Мужей отборных двенадцать с трудом бы его приподняли, —
Мужей двенадцать таких, как ныне земля производит;
Он же рукой торопливой схватил и, поднявшись всем телом,
В беге стремительном камень с размаху бросает в Энея, —
Но ни бегущим себя не узнал, не узнал ни идущим,
Ни поднимающим в длань, ни бросающим камень огромный;
Гнутся колени, холодная кровь застывает по жилам:
Самый же камень его, катясь по пустому пространству,
Не пролетел ни пространства всего, ни удара не вынес.
Будто во сне, когда в час ночи глубоким покоем
Вежды сомкнутся, нам кажется, будто мы силимся тщетно,
Будто хотим мы бежать, но среди напрасных усилий
В изнеможении падаем вдруг; хотим и не можем
Вымолвить слова; не знаем, куда те и силы девались;
Голоса нет на устах, языком повернуть невозможно:
То же и с Турном было; в чём только испытывал храбрость,
Всюду мешала успеху враждебная сила богини.
Сердце героя тогда взволновали различные чувства:
Он то на город глядит, то на рутулов взор обращает,
Медлит от страха и меч приподнять он боится;
Как и куда уклониться, какое усилие сделать
Против врага.
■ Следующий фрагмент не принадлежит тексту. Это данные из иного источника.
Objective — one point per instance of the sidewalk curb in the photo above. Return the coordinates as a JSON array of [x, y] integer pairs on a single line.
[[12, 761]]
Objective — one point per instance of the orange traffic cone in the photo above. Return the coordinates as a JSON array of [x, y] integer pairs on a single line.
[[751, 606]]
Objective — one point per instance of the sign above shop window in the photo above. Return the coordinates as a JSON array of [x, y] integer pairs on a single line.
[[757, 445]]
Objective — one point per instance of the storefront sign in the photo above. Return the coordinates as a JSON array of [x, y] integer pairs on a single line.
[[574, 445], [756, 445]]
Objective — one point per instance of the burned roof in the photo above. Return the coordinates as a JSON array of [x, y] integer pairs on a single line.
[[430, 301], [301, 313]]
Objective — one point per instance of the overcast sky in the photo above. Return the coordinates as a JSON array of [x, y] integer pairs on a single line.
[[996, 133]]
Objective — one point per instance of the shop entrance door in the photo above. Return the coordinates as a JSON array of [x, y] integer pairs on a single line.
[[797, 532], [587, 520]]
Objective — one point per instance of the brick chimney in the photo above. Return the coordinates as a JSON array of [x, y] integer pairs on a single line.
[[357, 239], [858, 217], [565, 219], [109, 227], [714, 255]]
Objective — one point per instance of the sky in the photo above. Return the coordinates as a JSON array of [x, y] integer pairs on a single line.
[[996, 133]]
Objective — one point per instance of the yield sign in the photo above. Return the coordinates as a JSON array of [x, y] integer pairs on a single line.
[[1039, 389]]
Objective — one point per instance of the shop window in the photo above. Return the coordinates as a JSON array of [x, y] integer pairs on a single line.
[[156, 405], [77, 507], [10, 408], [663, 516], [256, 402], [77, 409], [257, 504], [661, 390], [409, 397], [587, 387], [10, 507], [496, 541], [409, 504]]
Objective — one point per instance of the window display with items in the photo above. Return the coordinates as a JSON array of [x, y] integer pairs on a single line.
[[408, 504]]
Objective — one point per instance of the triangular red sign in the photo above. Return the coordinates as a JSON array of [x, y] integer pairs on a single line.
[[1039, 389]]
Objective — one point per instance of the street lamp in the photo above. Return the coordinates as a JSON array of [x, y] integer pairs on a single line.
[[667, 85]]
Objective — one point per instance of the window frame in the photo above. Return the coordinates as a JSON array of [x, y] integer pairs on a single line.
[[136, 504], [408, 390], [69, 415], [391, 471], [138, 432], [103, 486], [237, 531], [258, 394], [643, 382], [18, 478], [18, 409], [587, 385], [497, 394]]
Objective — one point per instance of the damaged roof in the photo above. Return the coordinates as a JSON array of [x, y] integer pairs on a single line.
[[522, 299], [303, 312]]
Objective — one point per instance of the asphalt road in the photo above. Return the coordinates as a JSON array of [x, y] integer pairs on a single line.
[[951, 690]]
Он не видит нигде колесницы, не видит
В помощь идущей сестры. А Эней замедленному страхом
В очи сверкает копьём роковым; онь, время улучшив,
Место удару избрал и грянул с размаха. Ни камень
Так не шумит, из орудий летя стенобитных, ни молнья
С треском таким не разит: подобно чёрному вихрю,
Гибель несущая пика летит, пробивает и панцирь
И семикратного выгиб щита, где держится обод;
С свистом проходит в средину бедра: поражённый ударом,
Турн на колено огромный припал и долу склонился.
Рутулы вопль поднимают; кругом заревели далеко
Горные выси и звук повторили глубокие рощи.
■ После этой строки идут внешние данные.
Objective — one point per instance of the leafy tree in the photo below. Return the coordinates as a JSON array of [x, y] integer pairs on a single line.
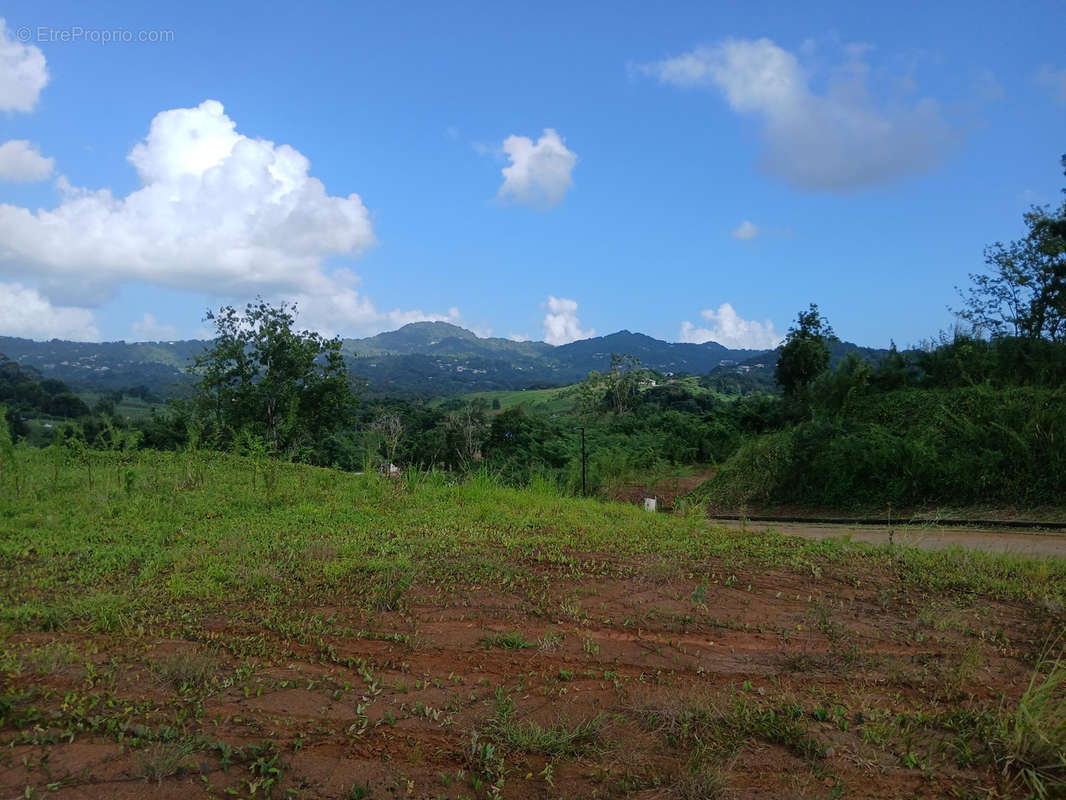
[[623, 382], [1023, 293], [805, 354], [262, 376], [388, 427]]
Он же, покорный, просящий пощады, десницу и грустный
Взор простирая, сказал: «я участи этой достоин,
Жизни же я не прошу: своим ты пользуйся счастьем.
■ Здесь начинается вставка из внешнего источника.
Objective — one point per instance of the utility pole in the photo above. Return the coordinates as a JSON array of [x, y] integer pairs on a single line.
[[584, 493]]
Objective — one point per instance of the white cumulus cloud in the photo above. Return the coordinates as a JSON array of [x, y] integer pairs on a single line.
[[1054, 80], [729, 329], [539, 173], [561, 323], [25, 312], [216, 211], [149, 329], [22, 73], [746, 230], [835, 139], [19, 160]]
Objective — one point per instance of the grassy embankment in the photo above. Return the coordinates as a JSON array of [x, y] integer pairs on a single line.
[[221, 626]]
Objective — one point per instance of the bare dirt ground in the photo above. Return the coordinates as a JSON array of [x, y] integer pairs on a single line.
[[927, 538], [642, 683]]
Если же тронуться можешь отца злополучного горем,
То, умоляю (ведь был у тебя такой же родитель,
Старец Анхиз), пожалей ты о старости Давна; и если
Тело моё желаешь ты света лишить, то собратам
Труп возврати мой. Ты победил, и я, побеждённый,
Руки к тебе простираю пред взорами ратей авзонских;
Ты победил, и Лавинья твоя; но далее гневу
Ты простираться не дай!» — Стоял с оружьем над павшим
Храбрый Эней, очами водя, и меч опустил свой.
И уже всё более-более турновы речи
Сердце смягчали его, как вдруг на плече роковая
Перевязь юнаго мужа Палланта пред взором сверкнула
Цепью знакомых колечек, — Палланта, которого в битве
Турн победил и простёр и, перевязь снявши, на рамя
Вздел и носил украшенье врага. Эней же, едва лишь
Взор устремил на добычу, предмет столь великой печали,
Яростью вдруг закипел и, вспыхнув гневом ужасным,
«Ты ли — сказал — уйдёшь от меча моего, — ты, надевший
Эту добычу мне милого друга? Паллант поражает
Этим ударом тебя, — сам Паллант; он жаждет в отмщенье
Крови преступной твоей!» — Сказал и с жаром булат свой
В грудь погружает врага: его же холод объемлет;
С негодованьем и стоном душа меж теней улетела.